Rivolgiamoci anche all’intercessione dell’amatissimo don Álvaro, che tanto fedelmente portò a compimento il cambio di guardia . Non immaginate quante persone mi hanno parlato di quel che predisse nostro Padre: Quando io morirò, nell’Opera non vi sarà alcun terremoto . Grazie a Dio fu proprio così, e questo accadde per la totale disponibilità del suo primo successore, con l’inossidabile pace che lo caratterizzava.

Per i miei viaggi in Africa, sono andato in Francia, sede di una delle due linee aeree con voli diretti verso la Costa d’Avorio e il Congo, e lì mi sono fermato alcune settimane. Come ben potete immaginare, a Parigi, seguendo le orme di nostro Padre e dell’amatissimo don Álvaro, siamo andati a pregare alla Medaglia Miracolosa, e anche qui, grazie a Dio e come sempre, mi sono sentito accompagnato da tutte e da tutti.
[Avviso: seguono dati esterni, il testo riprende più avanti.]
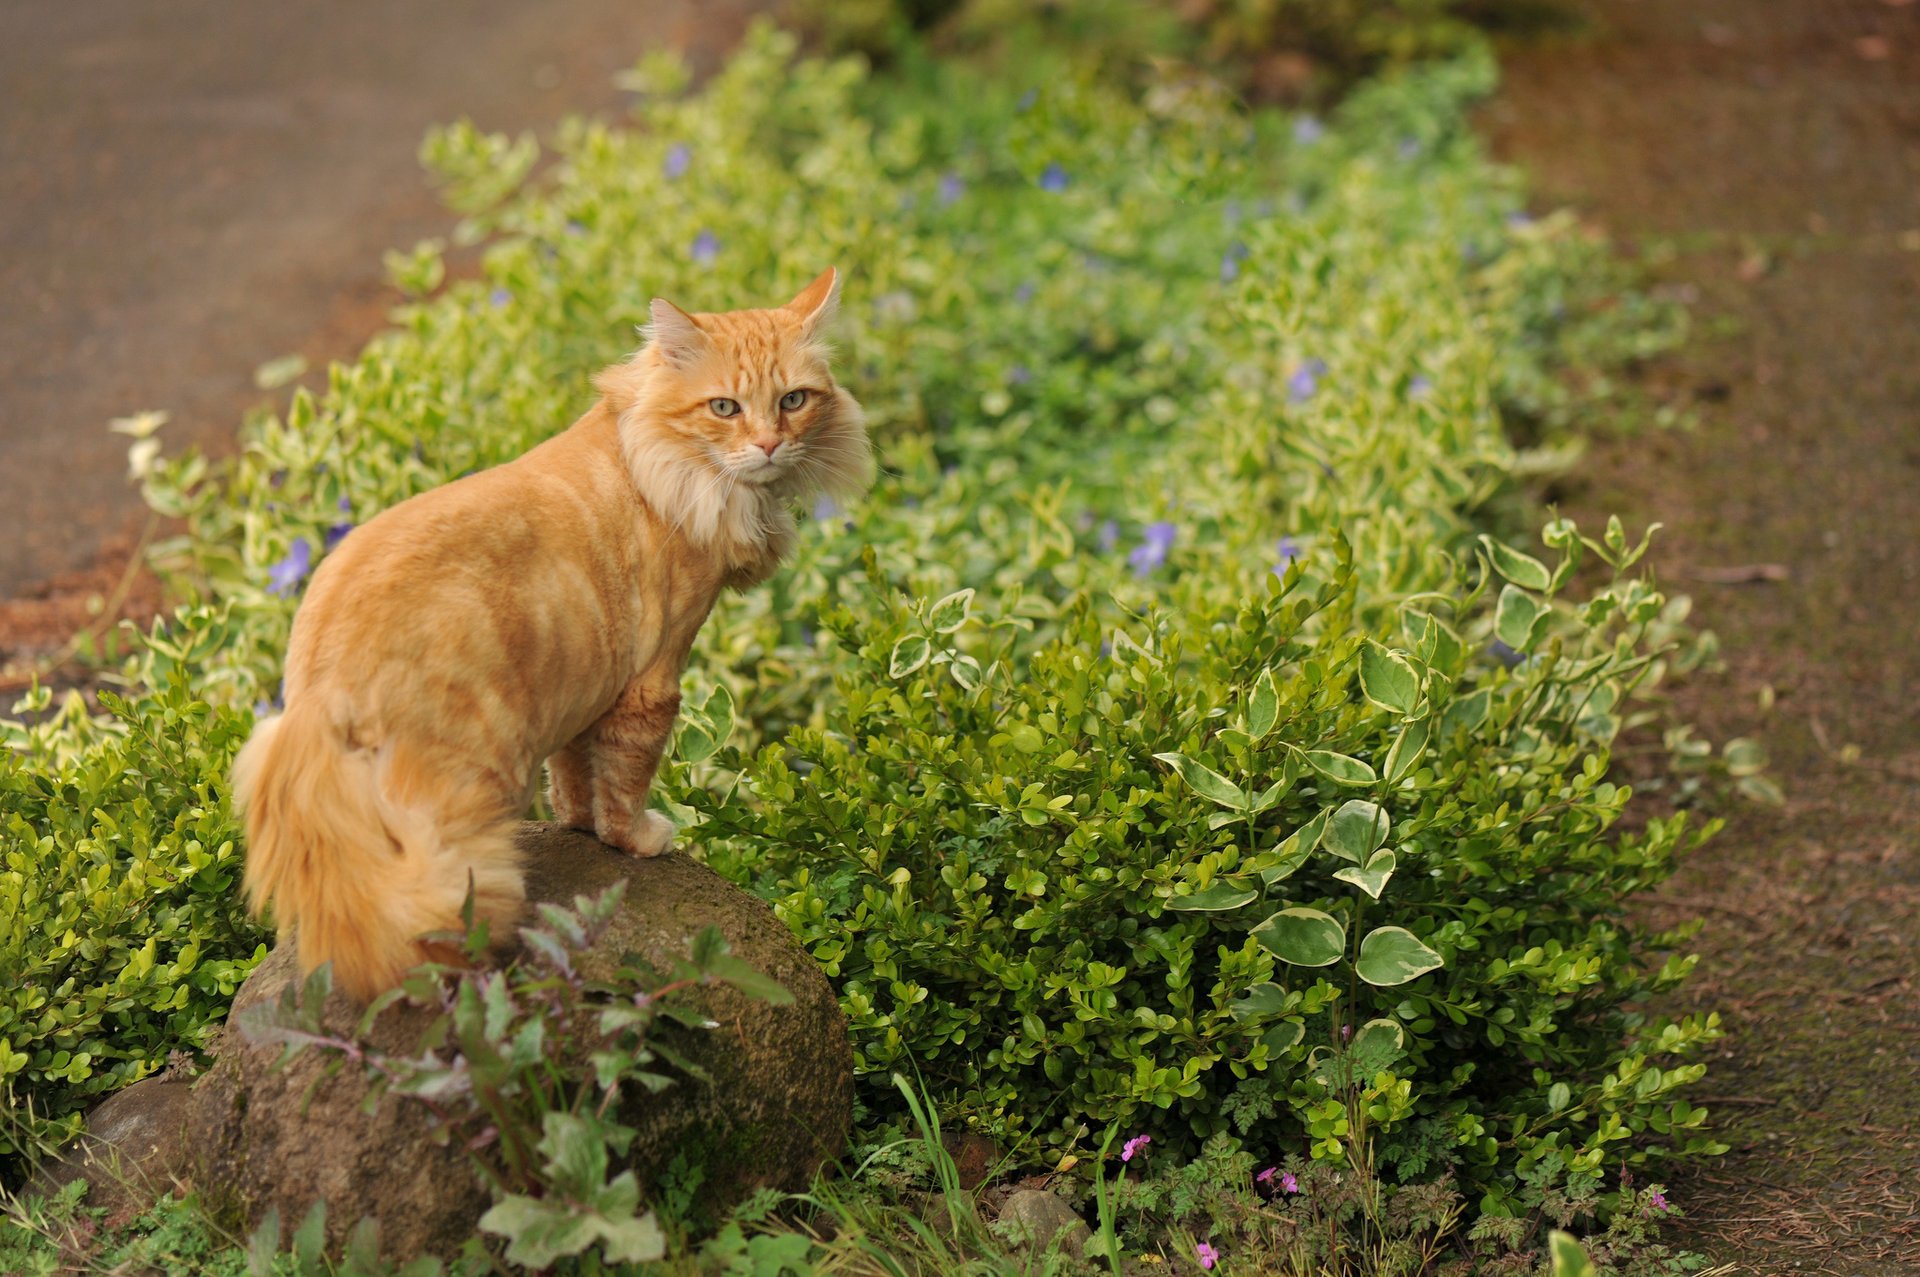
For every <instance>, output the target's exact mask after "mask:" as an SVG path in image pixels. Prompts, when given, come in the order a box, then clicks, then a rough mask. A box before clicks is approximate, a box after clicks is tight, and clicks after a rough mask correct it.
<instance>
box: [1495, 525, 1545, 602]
mask: <svg viewBox="0 0 1920 1277" xmlns="http://www.w3.org/2000/svg"><path fill="white" fill-rule="evenodd" d="M1480 547H1482V549H1484V551H1486V559H1488V563H1492V565H1494V570H1496V572H1500V574H1501V576H1505V578H1507V580H1511V582H1513V584H1515V586H1519V588H1521V590H1546V588H1548V586H1551V584H1553V574H1551V572H1548V565H1544V563H1540V561H1538V559H1534V557H1532V555H1524V553H1521V551H1517V549H1513V547H1511V545H1501V543H1500V542H1496V540H1494V538H1490V536H1486V534H1482V536H1480Z"/></svg>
E, ancora come sempre, ho toccato con mano quanto si stia bene “in Casa”. Ho trascorso alcune settimane a Couvrelles, ricordando le visite di san Josemaría e del suo primo successore a questa casa di ritiri. Mi sono unito alle loro intenzioni, perché il Signore continui a benedire il lavoro in questa e in tutte le Regioni, perché abbiamo bisogno di moltiplicarci per 500: ormai da molti paesi ci chiamano a gran voce. Ringrazio molto il Signore per essere stato con le vostre sorelle o i vostri fratelli francesi, ripetendo loro con insistenza che ovunque abbiamo bisogno di molte più braccia.

Stiamo per cominciare il lavoro in Sri Lanka: non senti il forte anelito a collaborare, rimanendo lì dove sei, a questa semina di pace e di gioia per il mondo intero?
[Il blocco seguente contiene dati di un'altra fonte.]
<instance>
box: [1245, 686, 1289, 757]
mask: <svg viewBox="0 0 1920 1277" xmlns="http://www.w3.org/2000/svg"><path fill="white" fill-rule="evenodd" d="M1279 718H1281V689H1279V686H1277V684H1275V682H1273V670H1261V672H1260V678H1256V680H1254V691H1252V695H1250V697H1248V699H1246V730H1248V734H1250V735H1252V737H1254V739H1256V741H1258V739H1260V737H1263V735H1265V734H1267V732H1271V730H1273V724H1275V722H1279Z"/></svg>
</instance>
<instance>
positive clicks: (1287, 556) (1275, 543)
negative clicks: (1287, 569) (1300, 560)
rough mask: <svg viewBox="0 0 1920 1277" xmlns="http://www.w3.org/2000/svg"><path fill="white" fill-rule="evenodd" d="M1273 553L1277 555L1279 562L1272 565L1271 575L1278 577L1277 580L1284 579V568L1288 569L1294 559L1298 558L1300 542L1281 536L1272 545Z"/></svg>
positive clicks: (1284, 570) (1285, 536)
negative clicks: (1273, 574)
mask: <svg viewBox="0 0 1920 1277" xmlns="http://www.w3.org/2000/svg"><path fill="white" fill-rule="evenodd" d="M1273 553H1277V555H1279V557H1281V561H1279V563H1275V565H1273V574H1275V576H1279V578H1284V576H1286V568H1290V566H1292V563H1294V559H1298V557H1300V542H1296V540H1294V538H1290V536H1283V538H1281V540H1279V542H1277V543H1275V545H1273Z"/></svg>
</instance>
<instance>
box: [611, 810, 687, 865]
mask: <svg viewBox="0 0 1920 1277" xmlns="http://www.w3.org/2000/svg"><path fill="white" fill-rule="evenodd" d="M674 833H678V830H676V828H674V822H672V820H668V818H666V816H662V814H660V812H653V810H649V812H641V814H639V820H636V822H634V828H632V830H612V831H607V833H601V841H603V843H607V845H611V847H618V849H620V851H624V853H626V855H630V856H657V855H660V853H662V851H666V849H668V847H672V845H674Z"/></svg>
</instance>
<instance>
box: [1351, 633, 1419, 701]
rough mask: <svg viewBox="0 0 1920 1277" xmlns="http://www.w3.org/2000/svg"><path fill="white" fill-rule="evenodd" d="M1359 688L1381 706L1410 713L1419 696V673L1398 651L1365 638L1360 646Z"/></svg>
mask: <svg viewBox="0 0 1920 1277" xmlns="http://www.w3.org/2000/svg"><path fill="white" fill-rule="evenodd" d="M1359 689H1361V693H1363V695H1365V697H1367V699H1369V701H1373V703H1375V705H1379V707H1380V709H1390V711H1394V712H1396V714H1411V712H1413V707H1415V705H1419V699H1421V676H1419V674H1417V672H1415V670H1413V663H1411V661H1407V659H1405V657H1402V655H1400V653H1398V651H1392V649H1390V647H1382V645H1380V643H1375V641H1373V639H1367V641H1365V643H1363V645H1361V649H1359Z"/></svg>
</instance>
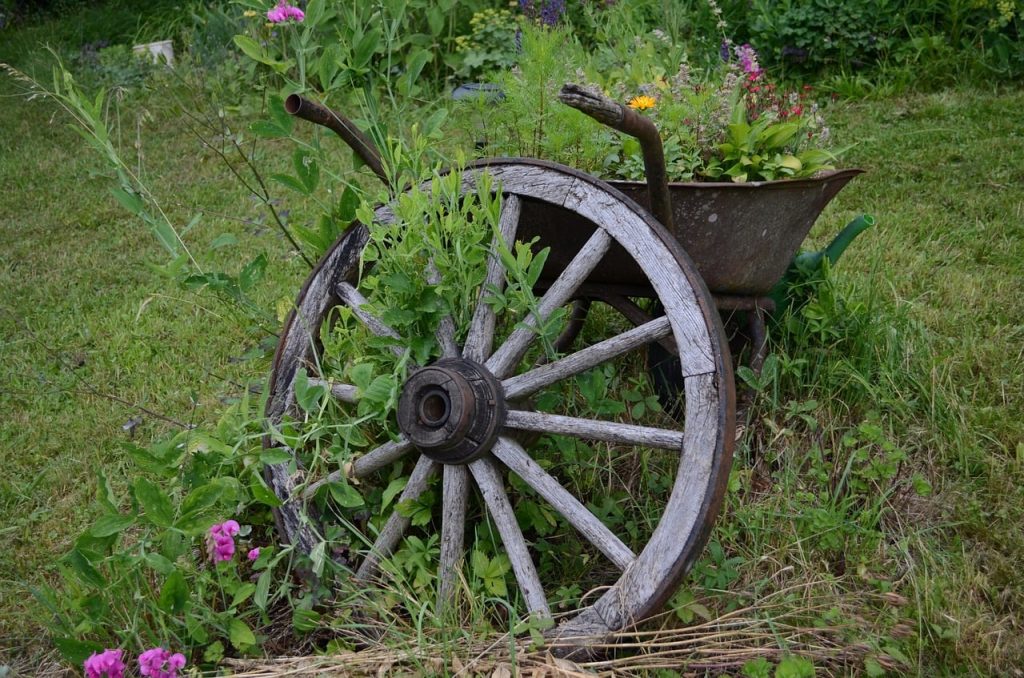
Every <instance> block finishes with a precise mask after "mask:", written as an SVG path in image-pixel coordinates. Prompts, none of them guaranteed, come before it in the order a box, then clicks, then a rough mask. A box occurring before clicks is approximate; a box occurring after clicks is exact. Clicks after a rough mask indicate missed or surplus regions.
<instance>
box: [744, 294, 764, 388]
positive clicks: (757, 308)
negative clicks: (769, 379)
mask: <svg viewBox="0 0 1024 678" xmlns="http://www.w3.org/2000/svg"><path fill="white" fill-rule="evenodd" d="M763 302H764V300H761V299H759V300H758V301H756V302H755V304H754V308H753V309H752V310H751V311H750V312H748V314H746V323H748V328H749V330H750V333H751V370H753V371H754V374H756V375H758V376H759V377H760V376H761V368H763V367H764V364H765V357H767V354H768V335H767V332H765V308H764V306H762V305H761V304H762V303H763Z"/></svg>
Con tutto l’affetto, vi benedice

vostro Padre

+ Javier

Pamplona, 1° settembre 2011.

[1] MESSALE ROMANO, Preghiera eucaristica prima.

[2] BENEDETTO XVI, Discorso durante l’udienza generale, 18-V-2011.

[3] SAN JOSEMARÍA, Amici di Dio , n. 172.

[4] SAN JOSEMARÍA, Solco , n. 672.

[5] Cfr. 2 Cr 20, 7; Is 41, 8; Dan 3, 35.

[6] Gv 15, 15.

[7] Gen 18, 17-18.

[8] BENEDETTO XVI, Discorso durante l’udienza generale, 18-V-2011.

[9] Gen , 18, 23-25.

[10] Ibid. , 32.

[11] BENEDETTO XVI, Discorso durante l’udienza generale, 18-V-2011.

[12] 2 Sam 7, 9.

[13] Ibid. , 7, 12-16.

[14] SAN JOSEMARÍA, Appunti intimi , n. 273 (8-IX-1931). Cfr. A. VÁZQUEZ DE PRADA, “Il Fondatore dell’Opus Dei”, vol. I, pp. 406.

[15] BENEDETTO XVI, Discorso durante l’udienza generale, 18-V-2011.

[16] Ibid. [17] Ger 5, 1.

[18] Eb 7, 25.

[19] BENEDETTO XVI, Discorso durante l’udienza generale, 18-V-2011.

[20] Cfr. At 12, 1-19.

[21] SAN JOSEMARÍA, Note di una meditazione, 24-VI-1937.